Chiemgauer Schmankerl

Die Insel Sylt zitterte bekanntermaßen vor dem Neun-Euro-Ticket (für jene die sich nicht erinnern: das war so ein Sommer-High), das „den Pöbel“ ganz in den Norden bringen sollte. Dabei ist die Nordseeinsel vielleicht eine der schönsten, aber lange nicht die einzig schöne Gegend in Deutschland.

Bilderbuchlandschaft im Süden

Buchstäblich am anderen Ende der Republik in Südostoberbayern liegt der Chiemgau, eine der wohl ebenfalls schönsten Gegenden Deutschlands mit malerischen Seen, weiten Feldern und hoch aufragenden Bergen. Und der Chiemgau hat auch kulinarisch einiges zu bieten. Was genau, das stellen die Autorin Hannelore Fisgus und der Fotograf Ingolf Hatz in Das Chiemgau Kochbuch – Die junge Küche rund um das bayerische Meer – Gerichte. Porträts. Geschichten. vor, das im 9-Euro-TicketSommer im Christian Verlag erschienen ist.

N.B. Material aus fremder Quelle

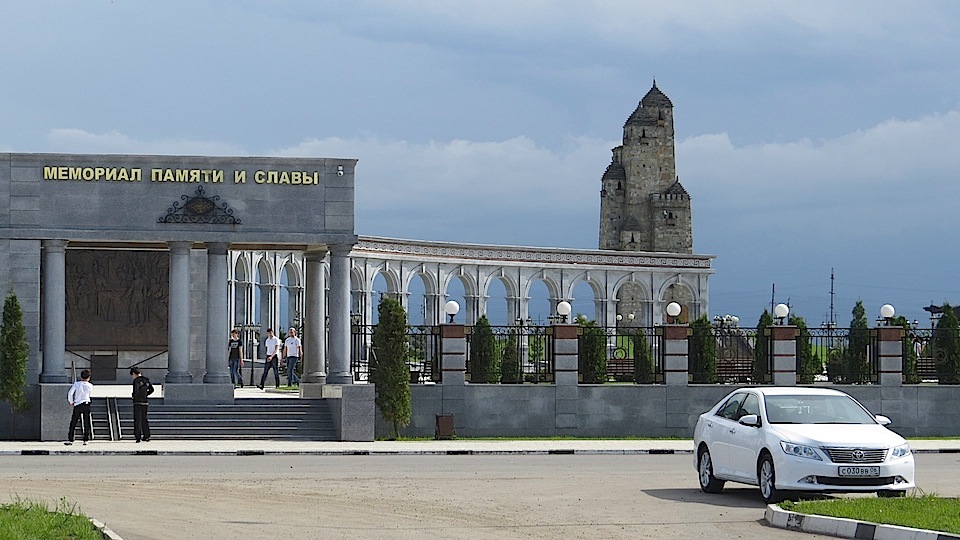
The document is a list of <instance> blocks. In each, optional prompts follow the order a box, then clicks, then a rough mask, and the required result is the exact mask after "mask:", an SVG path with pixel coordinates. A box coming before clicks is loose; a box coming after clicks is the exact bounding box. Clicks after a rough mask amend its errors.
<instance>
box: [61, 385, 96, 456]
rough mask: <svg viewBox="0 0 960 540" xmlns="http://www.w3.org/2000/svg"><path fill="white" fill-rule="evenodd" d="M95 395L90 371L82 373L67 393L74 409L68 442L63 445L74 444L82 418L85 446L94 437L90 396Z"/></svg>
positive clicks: (71, 415)
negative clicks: (91, 436) (78, 424)
mask: <svg viewBox="0 0 960 540" xmlns="http://www.w3.org/2000/svg"><path fill="white" fill-rule="evenodd" d="M92 393H93V385H92V384H90V370H89V369H85V370H83V371H81V372H80V380H79V381H77V382H75V383H73V386H71V387H70V390H69V391H67V401H68V402H70V406H71V407H72V408H73V413H72V414H71V415H70V431H69V432H68V433H67V440H66V442H64V443H63V444H66V445H71V444H73V438H74V433H75V432H76V431H77V421H78V420H80V419H81V418H82V419H83V422H81V423H80V429H81V430H82V431H83V444H84V446H86V444H87V441H89V440H90V437H91V436H93V422H92V421H91V420H90V394H92Z"/></svg>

Der Samerberg wird hier als Eingangstor zum Chiemgau gesehen – viele Einheimische würden da wohl nicht unbedingt zustimmen // © Ingolf Hatz/Christian Verlag

Von der Autobahn A 8 und der Bahntrasse München – Salzburg (überwiegend Regionalbahn, also bald-49-euro-ticket-geeignet) durchzogen beeindruckt der Chiemgau durch vieles, aber trotz manch überregional bekannter Gastwirtschaft, gehört die Kulinarik bisher nicht zu den ersten Vorzügen, die mensch mit dem Chiemgau assoziiert. Und doch haben Fisgus und Hatz eine Reihe von Restaurants und Wirtschaften samt Köchinnen und Köchen, Inhaberinnen und Inhabern aufgespürt, die sie uns hier präsentieren. Manchmal ist ihre Definition des Chiemgau allerdings sehr weit – Neubeuern und Samerberg würden die meisten Einheimischen beispielsweise recht eindeutig dem Inntal zuordnen, Fridolfing und Waging dem Rupertiwinkel.

Zwischen Inn und Salzach

In neun Kapiteln porträtieren Fisgus und Hatz 38 Lokale zwischen Inn und Salzach, die von traditioneller Hausmannskost bis zur modernen Fusion Kitchen so manches Gericht kredenzen, das wir mal mehr, mal weniger in dieser Gegend vermuten würden. Von der Almwirtschaft, über den Fischfang am Chiemsee, dörfliche Landküche oder Frisches von Berg und Boot sind viele verschiedene Perspektiven der Küche in einer ebenso diversen Gegend dabei. (Nur Insektenküche hat es noch nicht ins Buch geschafft.)

Wildpflanzerl aus dem Traditionsgasthaus Adlgaß in Inzell // © Ingolf Hatz/Christian Verlag

Manche davon sind traditionelle Gaststuben mit noch traditionelleren Gerichten. Der Kaiserschmarrn von Scarlet Haßlberger auf der Dandlalm in Röthelmoos ist beispielsweise in der Region bekannt und in der Tat einer der besten, die es geben dürfte (und dank des gut beschriebenen Rezepts, lässt er sich gar halb so gut selbst machen). Auch das Marzipan von der Fraueninsel ist kein Geheimtipp und Kloster Baumburg mit dem angeschlossenen Bräustüberl ist ebenfalls eine lokale Institution.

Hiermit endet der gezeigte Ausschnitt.